I own a mini-van. I realize I could stop this post right here.
I mean, really, who wants to drive a mini-van? Even as a young girl, I found them hideous and unsightly. And now, I drive one. Piteous, isn't it?
Alas, I have children. They cannot drive. Therefore, I am forced to act as their chauffeur. Which explains why I own said damnable mini-van.
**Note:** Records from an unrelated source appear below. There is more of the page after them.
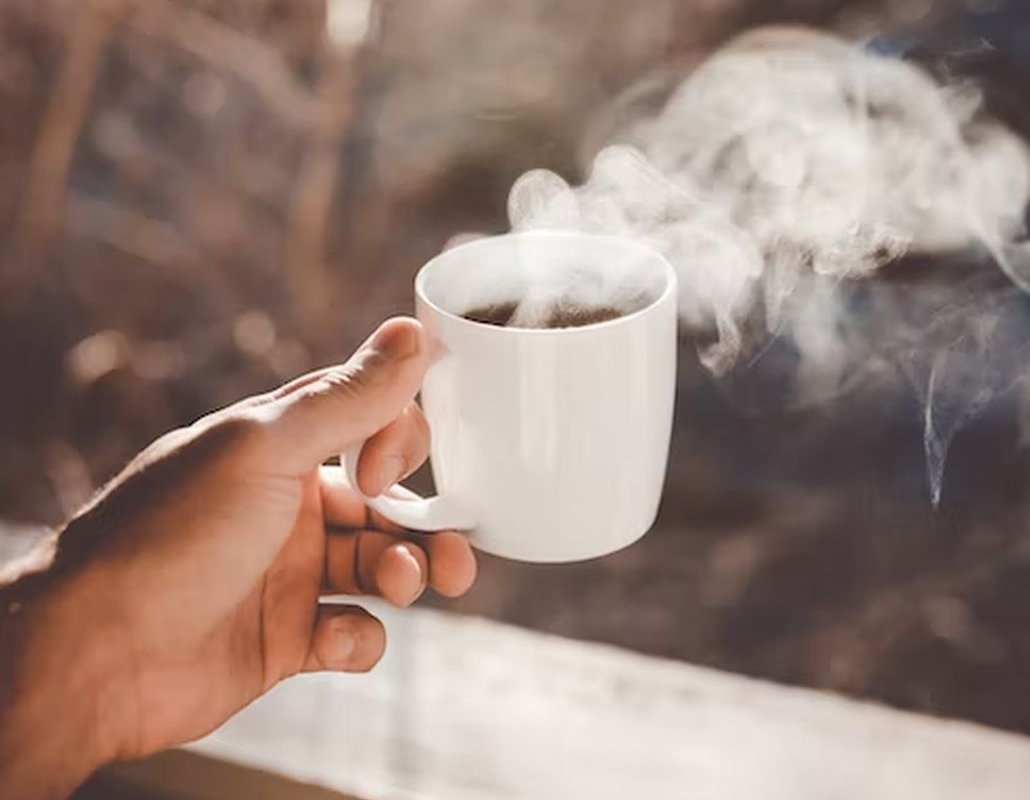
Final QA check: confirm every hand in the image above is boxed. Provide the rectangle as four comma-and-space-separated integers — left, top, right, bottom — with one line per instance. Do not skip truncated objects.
0, 319, 476, 798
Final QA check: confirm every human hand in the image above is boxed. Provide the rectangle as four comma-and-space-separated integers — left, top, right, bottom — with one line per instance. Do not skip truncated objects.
0, 319, 476, 798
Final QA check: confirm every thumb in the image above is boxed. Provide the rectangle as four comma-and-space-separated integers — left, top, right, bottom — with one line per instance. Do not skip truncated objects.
270, 317, 430, 473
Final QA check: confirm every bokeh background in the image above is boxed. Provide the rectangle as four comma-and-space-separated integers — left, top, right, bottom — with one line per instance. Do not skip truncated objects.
0, 0, 1030, 733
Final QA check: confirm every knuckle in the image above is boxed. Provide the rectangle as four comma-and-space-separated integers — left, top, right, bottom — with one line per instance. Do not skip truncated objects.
204, 414, 268, 454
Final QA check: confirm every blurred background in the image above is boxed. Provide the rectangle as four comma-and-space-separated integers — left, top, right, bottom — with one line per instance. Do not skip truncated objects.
0, 0, 1030, 749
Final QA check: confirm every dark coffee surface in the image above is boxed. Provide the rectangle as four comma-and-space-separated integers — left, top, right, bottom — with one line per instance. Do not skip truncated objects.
461, 303, 623, 328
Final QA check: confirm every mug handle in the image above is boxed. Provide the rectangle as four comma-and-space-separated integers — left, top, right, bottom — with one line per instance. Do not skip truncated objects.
343, 442, 476, 532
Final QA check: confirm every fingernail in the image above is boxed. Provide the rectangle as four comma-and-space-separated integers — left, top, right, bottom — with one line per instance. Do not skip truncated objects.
369, 322, 418, 358
400, 547, 425, 605
333, 625, 357, 664
376, 455, 405, 494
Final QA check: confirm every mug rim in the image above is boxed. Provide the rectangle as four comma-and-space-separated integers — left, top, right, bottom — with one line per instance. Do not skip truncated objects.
415, 230, 678, 336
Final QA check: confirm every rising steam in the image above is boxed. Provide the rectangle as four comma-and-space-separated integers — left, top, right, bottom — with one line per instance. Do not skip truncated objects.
509, 29, 1030, 502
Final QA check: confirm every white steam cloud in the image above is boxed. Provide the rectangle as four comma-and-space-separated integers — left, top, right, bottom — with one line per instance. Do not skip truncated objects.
509, 29, 1030, 502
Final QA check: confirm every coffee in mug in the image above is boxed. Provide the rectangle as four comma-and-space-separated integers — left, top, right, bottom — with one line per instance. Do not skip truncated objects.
344, 232, 677, 562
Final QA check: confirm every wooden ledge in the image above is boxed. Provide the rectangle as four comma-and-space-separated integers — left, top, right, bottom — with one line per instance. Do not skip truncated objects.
90, 605, 1030, 800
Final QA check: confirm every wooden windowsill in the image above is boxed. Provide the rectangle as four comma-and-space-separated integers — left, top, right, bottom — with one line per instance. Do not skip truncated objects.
84, 605, 1030, 800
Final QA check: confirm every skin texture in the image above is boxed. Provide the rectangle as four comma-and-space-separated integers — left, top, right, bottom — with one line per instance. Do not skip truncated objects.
0, 318, 476, 800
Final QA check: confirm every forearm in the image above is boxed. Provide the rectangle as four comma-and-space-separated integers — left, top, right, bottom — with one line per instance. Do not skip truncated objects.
0, 539, 121, 800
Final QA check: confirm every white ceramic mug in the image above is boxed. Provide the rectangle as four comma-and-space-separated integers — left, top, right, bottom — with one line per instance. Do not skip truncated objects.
344, 232, 677, 562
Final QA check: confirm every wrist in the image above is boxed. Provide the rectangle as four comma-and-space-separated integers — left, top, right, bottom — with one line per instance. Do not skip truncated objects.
0, 555, 127, 798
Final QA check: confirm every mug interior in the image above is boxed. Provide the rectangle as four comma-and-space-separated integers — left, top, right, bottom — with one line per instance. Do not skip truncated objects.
416, 232, 675, 327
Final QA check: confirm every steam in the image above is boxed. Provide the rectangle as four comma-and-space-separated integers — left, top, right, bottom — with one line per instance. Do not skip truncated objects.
509, 29, 1030, 502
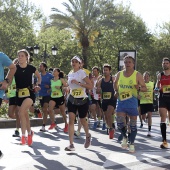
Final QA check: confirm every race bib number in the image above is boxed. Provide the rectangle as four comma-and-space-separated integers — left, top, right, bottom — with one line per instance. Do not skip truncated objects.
52, 91, 59, 97
18, 88, 30, 98
163, 86, 170, 93
38, 96, 42, 100
103, 92, 112, 99
11, 84, 16, 90
71, 89, 84, 98
144, 93, 152, 100
120, 91, 132, 101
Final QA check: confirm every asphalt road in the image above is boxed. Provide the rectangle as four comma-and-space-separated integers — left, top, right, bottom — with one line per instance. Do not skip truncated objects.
0, 116, 170, 170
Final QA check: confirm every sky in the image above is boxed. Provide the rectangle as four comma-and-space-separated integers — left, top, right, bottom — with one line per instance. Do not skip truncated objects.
30, 0, 170, 32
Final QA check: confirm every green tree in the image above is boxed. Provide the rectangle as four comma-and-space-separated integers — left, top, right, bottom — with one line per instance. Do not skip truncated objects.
49, 0, 119, 67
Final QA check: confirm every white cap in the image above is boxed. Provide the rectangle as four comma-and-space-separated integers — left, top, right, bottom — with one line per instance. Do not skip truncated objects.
71, 56, 81, 63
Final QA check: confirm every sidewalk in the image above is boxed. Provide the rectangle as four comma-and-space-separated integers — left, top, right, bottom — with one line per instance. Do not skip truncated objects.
0, 116, 63, 129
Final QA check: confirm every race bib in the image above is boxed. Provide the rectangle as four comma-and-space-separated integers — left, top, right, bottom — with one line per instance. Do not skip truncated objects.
71, 88, 85, 98
18, 88, 30, 98
119, 91, 132, 101
144, 93, 152, 100
103, 92, 112, 99
163, 85, 170, 93
38, 96, 42, 100
52, 91, 59, 97
11, 84, 16, 90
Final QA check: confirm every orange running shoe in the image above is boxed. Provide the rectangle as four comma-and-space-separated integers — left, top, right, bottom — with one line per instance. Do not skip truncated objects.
27, 131, 34, 146
48, 123, 57, 130
64, 124, 68, 133
21, 136, 26, 145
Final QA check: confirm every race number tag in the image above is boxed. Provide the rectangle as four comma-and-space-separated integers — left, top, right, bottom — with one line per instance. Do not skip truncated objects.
71, 88, 84, 98
120, 91, 132, 101
18, 88, 30, 98
11, 84, 16, 90
52, 91, 59, 97
103, 92, 112, 99
163, 86, 170, 93
38, 96, 42, 100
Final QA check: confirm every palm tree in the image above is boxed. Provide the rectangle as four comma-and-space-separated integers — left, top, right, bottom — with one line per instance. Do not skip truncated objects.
49, 0, 115, 67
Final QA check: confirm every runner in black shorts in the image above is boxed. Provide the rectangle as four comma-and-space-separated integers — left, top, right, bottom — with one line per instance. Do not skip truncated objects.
97, 64, 116, 139
155, 58, 170, 149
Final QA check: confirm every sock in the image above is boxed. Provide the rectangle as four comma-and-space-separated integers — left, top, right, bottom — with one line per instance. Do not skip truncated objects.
160, 123, 166, 141
130, 129, 137, 144
148, 126, 151, 132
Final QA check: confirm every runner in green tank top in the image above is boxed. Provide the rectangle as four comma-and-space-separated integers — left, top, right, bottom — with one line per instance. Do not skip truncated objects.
49, 68, 68, 133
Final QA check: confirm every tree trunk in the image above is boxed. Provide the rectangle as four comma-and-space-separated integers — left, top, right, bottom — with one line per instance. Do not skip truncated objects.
82, 47, 88, 68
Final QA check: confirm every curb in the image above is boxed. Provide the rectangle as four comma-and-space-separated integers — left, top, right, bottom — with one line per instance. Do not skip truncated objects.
0, 116, 64, 129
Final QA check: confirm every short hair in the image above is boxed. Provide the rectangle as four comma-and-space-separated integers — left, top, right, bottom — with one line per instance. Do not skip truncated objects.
143, 71, 150, 76
92, 66, 99, 72
162, 57, 170, 62
103, 64, 112, 70
123, 55, 135, 64
17, 49, 30, 62
40, 62, 48, 71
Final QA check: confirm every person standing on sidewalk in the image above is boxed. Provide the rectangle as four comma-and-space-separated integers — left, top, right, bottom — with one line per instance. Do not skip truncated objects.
155, 58, 170, 149
139, 71, 154, 137
114, 56, 147, 153
14, 49, 41, 146
65, 56, 93, 151
0, 52, 16, 158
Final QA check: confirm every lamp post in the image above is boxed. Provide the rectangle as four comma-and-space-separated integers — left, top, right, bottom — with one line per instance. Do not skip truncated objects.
27, 43, 58, 62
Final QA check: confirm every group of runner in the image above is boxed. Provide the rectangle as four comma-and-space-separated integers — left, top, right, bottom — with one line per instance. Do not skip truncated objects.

Having a family means you have to have a family roadster.
I am in the market to trade in this family roadster and move up to a mid-sized SUV with seating for 8. Think GMC Acadia or Honda Pilot.
And, I would already have one if:
(1) At exactly the moment the odometer on my mini-van clicked over to 100,000 miles, the transmission promptly chose to stop working, forcing us to purchase and have installed a $2,200 rebuilt transmission that - GET THIS! - is only warrantied for another 24,000 miles.
Thank you, sir, I'll have another...
(2) Inexplicably, while driving to Rotary the other day with a very nice man in my car who I was innocently taking there as my guest, the Antilock Braking System (ABS) decides to fry out and I barely get the damn thing stopped as I skid to a stop at a yellow light. I don't know who was more mortified - him or me, as we both watched our collective lives flash before our eyes. This man almost died for a slice of slimy lasagna!
Oh, it gets EVEN BETTER...
(3) I explain to my Dear Husband that the van brakes are kaput over dinner the next night. The poor man wants to go out right then and drive the hunk of junk just to replicate the soul-snatching experience of skidding through intersections that I experienced just the day before. We promptly drop the car off at Robertson's Tire, where they diagnose the wheel bearings as being shot. Apparently, the ABS system is attached to the wheel bearings in Chevrolet Uplander mini-vans. There's some information you'll need for your next round of Trivial Pursuit!
A mere $275 later, I have my car back in time for the weekend.
(4) On Saturday, while on a trip to Tulsa to return some jeans that didn't fit my growing corn-fed son, the "Service ABS System" light returns to mock me with its red glowing eyes. This morning, on the way to school, I barely get the thing stopped as the brakes slip yet again!
Dear God in Heaven, who loves me, and Whom I love dearly, I just want to trade this car in. I would prefer not to tow it to the dealership, as it does not help the trade-in value when one does that. Plus, I really don't look any better riding in a tow truck than I do riding in this steel gray rattletrap that is hell-bent to take my life with its brake slippage. All this to say, I NEED A NEW CAR NOW!